Zahirs Arm schoss hervor und packte mich am Handgelenk, griff so fest zu, dass es weh tat und zerrte meine Finger von seinem Gesicht.
„Was soll das?", knurrte er.
Er schien mich nicht wiederzuerkennen.
„Zahir", flüsterte ich. „Ich bin es wirklich."
Die Skepsis und das Misstrauen wollten nicht aus seinem Gesicht weichen, also hob ich eine Hand an meinen Mund, drückte meine Lippen auf die Finger und legte sie anschliessend auf seine schlammverdreckte Brust. Auf sein Herz.

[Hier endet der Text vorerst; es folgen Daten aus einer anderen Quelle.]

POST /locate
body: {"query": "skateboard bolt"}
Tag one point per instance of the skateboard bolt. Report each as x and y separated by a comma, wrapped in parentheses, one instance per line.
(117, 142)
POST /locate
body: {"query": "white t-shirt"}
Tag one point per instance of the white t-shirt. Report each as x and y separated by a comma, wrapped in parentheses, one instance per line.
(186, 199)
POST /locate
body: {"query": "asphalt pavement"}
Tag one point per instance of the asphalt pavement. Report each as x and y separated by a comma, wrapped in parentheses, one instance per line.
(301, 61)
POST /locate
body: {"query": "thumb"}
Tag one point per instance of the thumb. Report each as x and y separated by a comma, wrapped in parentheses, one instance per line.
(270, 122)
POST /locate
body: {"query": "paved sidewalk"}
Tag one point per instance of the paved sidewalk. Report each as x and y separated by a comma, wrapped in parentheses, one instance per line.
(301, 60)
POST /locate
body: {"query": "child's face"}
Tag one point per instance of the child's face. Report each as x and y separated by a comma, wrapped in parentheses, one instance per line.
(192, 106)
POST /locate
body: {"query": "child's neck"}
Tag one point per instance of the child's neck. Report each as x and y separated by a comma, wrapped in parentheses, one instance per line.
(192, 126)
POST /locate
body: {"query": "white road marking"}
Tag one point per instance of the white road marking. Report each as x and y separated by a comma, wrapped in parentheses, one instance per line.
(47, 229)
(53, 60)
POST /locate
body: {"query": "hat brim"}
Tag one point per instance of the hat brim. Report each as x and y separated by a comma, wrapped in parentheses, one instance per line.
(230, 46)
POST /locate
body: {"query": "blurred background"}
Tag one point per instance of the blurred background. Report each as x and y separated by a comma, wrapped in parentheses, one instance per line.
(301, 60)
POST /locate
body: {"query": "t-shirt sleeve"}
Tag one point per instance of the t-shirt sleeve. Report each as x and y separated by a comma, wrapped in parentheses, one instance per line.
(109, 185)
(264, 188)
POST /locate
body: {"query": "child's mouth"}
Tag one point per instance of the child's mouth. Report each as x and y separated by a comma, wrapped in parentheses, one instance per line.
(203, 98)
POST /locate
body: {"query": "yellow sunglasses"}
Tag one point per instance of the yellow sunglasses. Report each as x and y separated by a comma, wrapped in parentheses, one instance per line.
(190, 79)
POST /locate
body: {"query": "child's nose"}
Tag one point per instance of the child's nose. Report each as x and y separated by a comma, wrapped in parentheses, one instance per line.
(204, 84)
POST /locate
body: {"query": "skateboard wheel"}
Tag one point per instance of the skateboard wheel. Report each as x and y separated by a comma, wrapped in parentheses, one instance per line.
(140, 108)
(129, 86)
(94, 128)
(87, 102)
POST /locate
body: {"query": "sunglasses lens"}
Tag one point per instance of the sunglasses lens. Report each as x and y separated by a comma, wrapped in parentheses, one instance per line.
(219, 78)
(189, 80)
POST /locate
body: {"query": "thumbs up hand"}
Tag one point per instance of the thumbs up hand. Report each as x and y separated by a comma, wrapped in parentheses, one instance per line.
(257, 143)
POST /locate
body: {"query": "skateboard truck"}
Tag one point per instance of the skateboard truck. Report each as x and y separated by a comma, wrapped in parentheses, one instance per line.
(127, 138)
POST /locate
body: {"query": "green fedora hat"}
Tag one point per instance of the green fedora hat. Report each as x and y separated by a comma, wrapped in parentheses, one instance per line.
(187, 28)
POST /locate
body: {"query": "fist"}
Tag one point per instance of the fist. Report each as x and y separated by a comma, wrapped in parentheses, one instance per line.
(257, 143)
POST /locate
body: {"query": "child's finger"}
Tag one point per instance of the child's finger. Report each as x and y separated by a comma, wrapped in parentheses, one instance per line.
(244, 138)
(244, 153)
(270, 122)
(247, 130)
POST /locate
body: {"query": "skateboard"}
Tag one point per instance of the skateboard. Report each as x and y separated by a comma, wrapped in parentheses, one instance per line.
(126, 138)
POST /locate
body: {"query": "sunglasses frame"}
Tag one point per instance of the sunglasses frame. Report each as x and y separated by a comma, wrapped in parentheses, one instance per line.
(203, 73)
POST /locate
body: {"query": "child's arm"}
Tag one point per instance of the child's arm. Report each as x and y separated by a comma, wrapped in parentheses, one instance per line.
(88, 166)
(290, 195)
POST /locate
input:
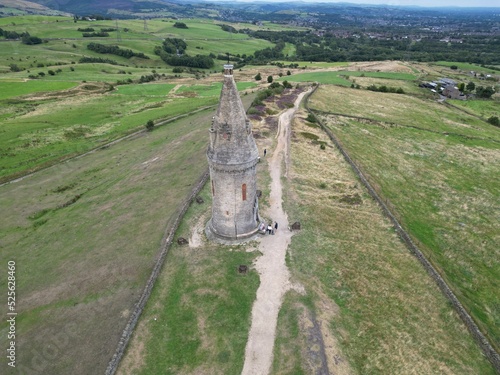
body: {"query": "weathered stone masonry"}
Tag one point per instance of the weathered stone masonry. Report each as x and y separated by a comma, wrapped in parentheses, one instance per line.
(232, 158)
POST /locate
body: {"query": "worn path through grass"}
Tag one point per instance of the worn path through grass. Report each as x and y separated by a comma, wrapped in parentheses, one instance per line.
(273, 272)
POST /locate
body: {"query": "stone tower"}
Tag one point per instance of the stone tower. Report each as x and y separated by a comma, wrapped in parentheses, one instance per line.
(232, 158)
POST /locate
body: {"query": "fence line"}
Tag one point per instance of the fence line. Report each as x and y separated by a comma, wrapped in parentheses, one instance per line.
(482, 341)
(167, 239)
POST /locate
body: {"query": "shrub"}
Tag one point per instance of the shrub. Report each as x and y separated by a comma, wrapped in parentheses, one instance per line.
(493, 120)
(311, 118)
(15, 68)
(180, 25)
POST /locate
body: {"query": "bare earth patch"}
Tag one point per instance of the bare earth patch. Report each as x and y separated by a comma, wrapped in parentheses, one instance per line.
(271, 265)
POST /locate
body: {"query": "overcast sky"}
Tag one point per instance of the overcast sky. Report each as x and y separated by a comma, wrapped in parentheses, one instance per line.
(422, 3)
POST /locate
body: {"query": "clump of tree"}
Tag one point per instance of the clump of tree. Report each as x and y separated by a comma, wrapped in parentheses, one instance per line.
(172, 51)
(149, 78)
(274, 88)
(311, 118)
(493, 120)
(384, 88)
(115, 50)
(229, 29)
(30, 40)
(484, 92)
(171, 46)
(10, 34)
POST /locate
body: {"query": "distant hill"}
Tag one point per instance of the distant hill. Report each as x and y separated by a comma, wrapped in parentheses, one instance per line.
(19, 7)
(91, 6)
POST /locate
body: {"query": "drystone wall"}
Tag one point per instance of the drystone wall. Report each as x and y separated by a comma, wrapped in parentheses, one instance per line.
(167, 240)
(483, 342)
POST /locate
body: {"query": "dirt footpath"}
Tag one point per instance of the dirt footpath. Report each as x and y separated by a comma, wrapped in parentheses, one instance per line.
(274, 275)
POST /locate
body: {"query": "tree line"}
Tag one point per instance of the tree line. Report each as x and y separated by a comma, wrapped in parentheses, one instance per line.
(172, 51)
(115, 50)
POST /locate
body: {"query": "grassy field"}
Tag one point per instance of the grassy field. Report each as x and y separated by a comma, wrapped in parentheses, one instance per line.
(342, 77)
(12, 89)
(198, 316)
(482, 108)
(56, 128)
(439, 173)
(84, 236)
(203, 37)
(367, 302)
(377, 310)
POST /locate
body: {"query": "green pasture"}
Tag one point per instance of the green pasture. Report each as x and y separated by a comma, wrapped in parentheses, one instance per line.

Das Herz, welches mir gehörte.
Fassungslos blickte er auf meinen Arm hinab, als wäre es ein Speer, der ihm mit dem Kuss aufs Herz den Todesstoss gebracht hatte, doch dann löste sich seine Verkrampfung auf.
„Najmah?"
Unglaube und grenzenloser Schmerz glänzten in seinen Augen, als die Erkenntnis endlich kam.
Meine Finger ruhten noch immer auf seiner Brust, während ich nickte. „Ich bin zurückgekommen."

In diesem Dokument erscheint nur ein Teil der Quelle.